In this assignment, you will familiarize yourself with:



*   Python
*   Jupyter Notebooks
*   Google Colab

to develop

* A n-gram based language model, with smoothing

to be able to

* Produce naturalish text
* Rate the perplexity of a text given your model

First we will load in some data.

Provided is code that will download a file and rename it corpus.zip

In [None]:
!wget -O corpus.zip https://digitalrepository.wheatoncollege.edu/bitstream/handle/11040/24451/Shakespeare%20Corpus%20by%20Play.zip?sequence=1&isAllowed=y 

By typing "!" in a notebook, you can use command line prompts

In [None]:
!ls 


Now, we will unzip the corpus


In [None]:
!unzip -o corpus.zip

We can even have python and the command line interact.

In [4]:
files = !ls Shake*/*/*_noSCRB.txt 


`files` is now a list containing all of the files we wish to use in our data

In [None]:
print(files)

Note, there are extra quotes on the files, so we will use list comprehension to remove those

In [6]:
files = [file[1:-1] for file in files]

#STEP 1


* Go through all of the files
  * Load the file `file = open(filename,'r')` 
  * Use the spacy tokenizer to tokenize the text `tokens = tokenizer(file.read())`
  * Loop through the tokens and make everything lowercase `.lower()`
  * Use all of this to make a list (for each file) of lists of strings (the tokens in each file) called `texts` 



  e.g.

  If we read in one file that looked like:
  
    HAMLET: Alas poor Yorick.

    GRAVEDIGGER: Put that skull down.



  The end results should look like:

  `texts = [['<s>', 'HAMLET:', 'Alas', 'poor', 'Yorick.','\n','GRAVEDIGGER:', Put','that', 'skull', 'down.', '</s>']]`
 

In [None]:
!pip install spacy

In [None]:
import re
import spacy
from spacy.lang.en import English
nlp = English()
from spacy.tokenizer import Tokenizer

special_cases = {":)": [{"ORTH": ":)"}]}
prefix_re = re.compile(r'''^[\[\("']''')
suffix_re = re.compile(r'''[\]\)"']$''')
infix_re = re.compile(r'''[-~]''')

def custom_tokenizer(nlp):
    return Tokenizer(nlp.vocab, rules=special_cases,
                                prefix_search=prefix_re.search,
                                suffix_search=suffix_re.search,
                                infix_finditer=infix_re.finditer)
    
nlp = spacy.load("en_core_web_sm")
nlp.tokenizer = custom_tokenizer(nlp)
tokenizer = nlp.tokenizer
texts = []

for filename in files:
  test = []
  filex = open(filename,'r')
  tokens = tokenizer(filex.read())
  for token in tokens:
    test.append(token.lemma_.lower())
  texts.append(test)




#STEP 2

With our files read in, it's time to do some counting!

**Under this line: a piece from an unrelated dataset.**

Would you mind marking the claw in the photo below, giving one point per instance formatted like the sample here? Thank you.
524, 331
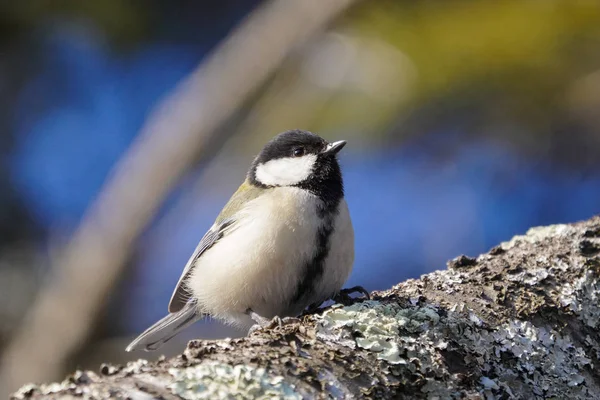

* Implement the function `get_counts(texts,n)` which takes in a list of list of strings -- `texts` -- and the arity of the n-gram -- `n` 
* `get_counts` should return a dictionary where the keys are the n-grams (as tuples of strings) and the values are the integer counts of all of the found n-grams


Here's a quick primer on tuples in Python

    triple = (1,2,3)
    double = (1,2)
    single = (1,) #note the trailing comma to distinguish from parenethesis 
    null_tuple = tuple() 

    list_triple = [1,2,3]
    tuple_triple = tuple(list_triple)
    


In [9]:
def get_counts(texts,n):
  ngrams = {}
  for text in texts:
    for i in range(len(text) - n + 1):
      temp = [] 
      for j in range(n):
        temp.append(text[i+j])
      tuple_temp = tuple(temp)
      if tuple_temp in ngrams.keys():
        ngrams[tuple_temp] += 1
      else:
        ngrams[tuple_temp] = 1

  return ngrams

unigrams = get_counts(texts,1)
bigrams = get_counts(texts,2)
trigrams = get_counts(texts,3)


#STEP 3

With our counts, it's time to make our first language model.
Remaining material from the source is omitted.